The Hope College Visiting Writers Series will feature 2005 Pulitzer Prize-winning novelist Marilynne Robinson on Monday, Nov. 7, at 7 p.m. in Dimnent Memorial Chapel.

The public is invited. Admission is free.

Please note date and location have been changed from the initial announcement of Robinson's appearance.

Robinson won the 2005 Pulitzer Prize award for her second novel, "Gilead," which also received praise from a variety of critics. Robinson's first novel, "Housekeeping," received the PEN/Hemmingway award for best first novel in 1981 and is now considered an American classic. More than 20 years separated the publication of her two novels.

"Gilead" is written as a letter from a 76-year-old Congregationalist preacher to his seven-year-old son. Robinson is a Congregationalist, and has served as a deacon in the church, and religion has a clear role in her work.
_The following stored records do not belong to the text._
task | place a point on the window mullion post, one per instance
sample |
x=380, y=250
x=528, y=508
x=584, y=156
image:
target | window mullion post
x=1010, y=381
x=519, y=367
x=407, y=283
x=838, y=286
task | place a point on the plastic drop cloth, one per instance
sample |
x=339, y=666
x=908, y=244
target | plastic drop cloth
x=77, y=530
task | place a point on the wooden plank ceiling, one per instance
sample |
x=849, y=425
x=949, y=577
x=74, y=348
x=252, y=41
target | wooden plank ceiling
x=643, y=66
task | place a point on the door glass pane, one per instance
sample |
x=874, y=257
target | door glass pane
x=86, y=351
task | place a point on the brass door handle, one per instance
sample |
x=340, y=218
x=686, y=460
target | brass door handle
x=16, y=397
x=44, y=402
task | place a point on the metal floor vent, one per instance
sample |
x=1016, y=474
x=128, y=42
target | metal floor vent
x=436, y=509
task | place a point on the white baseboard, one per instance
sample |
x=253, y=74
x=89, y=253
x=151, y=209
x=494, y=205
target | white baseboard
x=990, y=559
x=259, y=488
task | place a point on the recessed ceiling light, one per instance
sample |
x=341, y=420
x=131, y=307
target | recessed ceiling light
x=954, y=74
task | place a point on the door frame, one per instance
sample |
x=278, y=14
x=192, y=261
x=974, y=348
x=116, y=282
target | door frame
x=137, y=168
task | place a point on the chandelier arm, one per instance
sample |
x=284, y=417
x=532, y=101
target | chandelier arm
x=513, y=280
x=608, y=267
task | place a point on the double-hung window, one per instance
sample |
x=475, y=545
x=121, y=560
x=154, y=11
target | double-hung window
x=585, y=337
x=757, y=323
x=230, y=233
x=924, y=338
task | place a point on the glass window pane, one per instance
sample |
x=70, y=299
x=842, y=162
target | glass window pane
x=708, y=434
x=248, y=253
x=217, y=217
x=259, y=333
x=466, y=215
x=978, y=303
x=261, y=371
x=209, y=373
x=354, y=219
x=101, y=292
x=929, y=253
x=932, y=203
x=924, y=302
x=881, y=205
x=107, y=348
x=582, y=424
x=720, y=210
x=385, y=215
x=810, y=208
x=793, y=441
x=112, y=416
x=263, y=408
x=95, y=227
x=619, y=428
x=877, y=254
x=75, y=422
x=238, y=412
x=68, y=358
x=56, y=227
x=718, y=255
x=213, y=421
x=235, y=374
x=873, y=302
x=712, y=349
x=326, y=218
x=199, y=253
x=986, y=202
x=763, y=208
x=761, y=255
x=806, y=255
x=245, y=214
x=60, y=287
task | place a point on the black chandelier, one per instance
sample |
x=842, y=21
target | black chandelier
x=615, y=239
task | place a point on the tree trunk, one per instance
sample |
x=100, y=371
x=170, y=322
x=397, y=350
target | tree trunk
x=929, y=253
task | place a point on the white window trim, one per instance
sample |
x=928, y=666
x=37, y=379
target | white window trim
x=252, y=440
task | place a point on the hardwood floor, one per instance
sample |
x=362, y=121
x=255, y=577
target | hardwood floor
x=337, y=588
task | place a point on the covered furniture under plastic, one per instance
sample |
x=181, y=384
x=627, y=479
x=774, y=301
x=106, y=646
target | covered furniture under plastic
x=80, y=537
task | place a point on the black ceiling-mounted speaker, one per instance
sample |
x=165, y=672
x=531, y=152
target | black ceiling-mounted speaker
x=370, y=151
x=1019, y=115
"(Gilead) -- let's say this right now -- is so serenely beautiful, and written in a prose so gravely measured and thoughtful, that one feels touched with grace just to read it," said "The Washington Post."

"Housekeeping" is a "beautifully written, God-charged story of a female-dominated family in rural Idaho has come to be regarded as one of the classic novels of the last two decades of the 20th century," said "The Chicago Sun Times."

In between her novels, Robinson authored a critically acclaimed collection of essays, "The Death of Adam: Essays on Modern Thought," on topics ranging from John Calvin to Darwinism to Freud and 20th century psychologists, published in 1998. Robinson also wrote the controversial 1989 book "Mother Country: Britain, the Welfare State and Nuclear Pollution," which was a finalist for the National Book Award.

"The New York Times" has said that her work is "so precise, so distilled, so beautiful that one doesn't want to miss any pleasure it might yield."

Robinson's work has also appeared in numerous publications, including the "The New York Times Book Review," "Harper's" and "The Paris Review."

Robinson was born and raised in Idaho. After graduating from Brown University in 1966, she enrolled in the graduate program in English at the University of Washington and completed "Housekeeping" while working on her dissertation. She now teaches at the University of Iowa Writers' Workshop.

Her reading marks a second visit to the Hope campus. In May 2001 she was part of the college's "Senior Seminar" workshop, meeting with the faculty for discussion of "The Death of Adam."

Additional information about Robinson may be obtained online at

Dimnent Memorial Chapel is located on College Avenue at 12th Street.